Her love for this path of radical obedience to the Gospel, which she was beginning to understand to be her calling, helped Agnes find the courage to refuse the marriage that would have made her an empress. In 1234, Clare of Assisi gave her permission to found a convent in the heart of Prague, on the model of San Damiano.
Agnes fought long and hard, as had Clare, so that her community's right to live sine proprio, in "the highest and holiest poverty," would be recognized by the Church. She finally obtained what she had patiently asked and waited for.

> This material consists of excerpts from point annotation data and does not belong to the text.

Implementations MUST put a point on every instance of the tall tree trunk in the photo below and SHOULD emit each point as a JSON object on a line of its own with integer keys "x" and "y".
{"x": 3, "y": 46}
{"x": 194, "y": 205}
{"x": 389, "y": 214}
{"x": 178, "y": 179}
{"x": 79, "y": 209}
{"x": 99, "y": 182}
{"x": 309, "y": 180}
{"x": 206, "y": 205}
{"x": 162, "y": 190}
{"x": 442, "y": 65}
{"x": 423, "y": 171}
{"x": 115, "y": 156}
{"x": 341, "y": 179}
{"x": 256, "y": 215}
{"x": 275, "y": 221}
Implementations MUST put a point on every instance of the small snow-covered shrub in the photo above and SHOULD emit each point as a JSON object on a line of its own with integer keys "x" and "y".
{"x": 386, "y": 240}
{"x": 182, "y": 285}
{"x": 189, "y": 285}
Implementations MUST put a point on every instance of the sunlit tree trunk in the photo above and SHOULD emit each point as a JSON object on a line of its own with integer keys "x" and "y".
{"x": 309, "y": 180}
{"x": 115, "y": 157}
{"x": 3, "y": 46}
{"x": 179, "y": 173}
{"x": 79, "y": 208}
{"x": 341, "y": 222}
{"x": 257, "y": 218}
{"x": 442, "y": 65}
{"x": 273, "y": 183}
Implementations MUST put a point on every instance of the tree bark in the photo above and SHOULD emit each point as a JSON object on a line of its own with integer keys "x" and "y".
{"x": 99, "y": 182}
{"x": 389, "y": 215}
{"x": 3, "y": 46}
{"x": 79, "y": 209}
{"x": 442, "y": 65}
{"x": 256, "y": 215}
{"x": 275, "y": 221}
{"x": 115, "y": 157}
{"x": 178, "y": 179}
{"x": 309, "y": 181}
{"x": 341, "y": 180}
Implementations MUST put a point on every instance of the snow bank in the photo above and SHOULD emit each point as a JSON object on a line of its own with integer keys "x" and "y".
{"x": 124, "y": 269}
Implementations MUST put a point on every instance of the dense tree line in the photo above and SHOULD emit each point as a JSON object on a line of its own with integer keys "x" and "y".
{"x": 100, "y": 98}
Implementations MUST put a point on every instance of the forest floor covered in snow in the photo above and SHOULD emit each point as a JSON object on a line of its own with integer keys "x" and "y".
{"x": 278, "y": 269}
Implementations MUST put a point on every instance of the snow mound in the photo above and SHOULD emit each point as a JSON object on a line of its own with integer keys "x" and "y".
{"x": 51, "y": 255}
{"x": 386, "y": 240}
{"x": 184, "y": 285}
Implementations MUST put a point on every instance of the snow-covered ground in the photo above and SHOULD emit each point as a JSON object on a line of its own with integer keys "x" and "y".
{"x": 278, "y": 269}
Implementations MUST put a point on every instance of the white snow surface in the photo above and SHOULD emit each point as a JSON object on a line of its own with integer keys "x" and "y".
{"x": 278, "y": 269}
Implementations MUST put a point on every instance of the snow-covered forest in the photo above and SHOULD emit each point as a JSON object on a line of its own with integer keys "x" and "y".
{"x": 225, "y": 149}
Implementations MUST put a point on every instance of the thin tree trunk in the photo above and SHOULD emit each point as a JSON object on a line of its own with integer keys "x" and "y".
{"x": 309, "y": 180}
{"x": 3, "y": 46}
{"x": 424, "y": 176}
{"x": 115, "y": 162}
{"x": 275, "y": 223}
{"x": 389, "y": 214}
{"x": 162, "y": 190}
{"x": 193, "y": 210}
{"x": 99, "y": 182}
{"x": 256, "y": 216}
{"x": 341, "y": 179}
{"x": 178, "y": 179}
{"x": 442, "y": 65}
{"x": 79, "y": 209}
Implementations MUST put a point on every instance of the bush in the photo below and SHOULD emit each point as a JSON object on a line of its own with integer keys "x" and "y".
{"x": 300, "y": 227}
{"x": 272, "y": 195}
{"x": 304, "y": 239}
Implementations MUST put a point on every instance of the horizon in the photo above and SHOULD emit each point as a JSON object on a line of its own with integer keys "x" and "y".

After founding several organizations to assist the poor and the sick, she spent the last years of her life in her community, living in submission to her sisters and refusing every title or role that would place her above them.

BIBLICAL READINGS
1 Pet 4:7-11; Mt 16:24-27


 

THE CHURCHES REMEMBER...

ANGLICANS:
Chad (d. 672), bishop of Lichfield, missionary

COPTS AND ETHIOPIANS (23 amsir/yakkatit):
Eusebius the Captain (3rd-4th cent.), martyr (Coptic Church)

LUTHERANS:
John Wesley (d. 1791), preacher of the Revival in England

MARONITES:
John Maron (7th cent.), first Maronite patriarch

ORTHODOX CHRISTIANS AND GREEK CATHOLICS:
Hesychios the Palatine (d. ca. 303), martyr
Theodotos (d. 315), bishop of Kyrenia
Hermogenes Thaumaturge (d. 1612), patriarch of Moscow (Russian Church)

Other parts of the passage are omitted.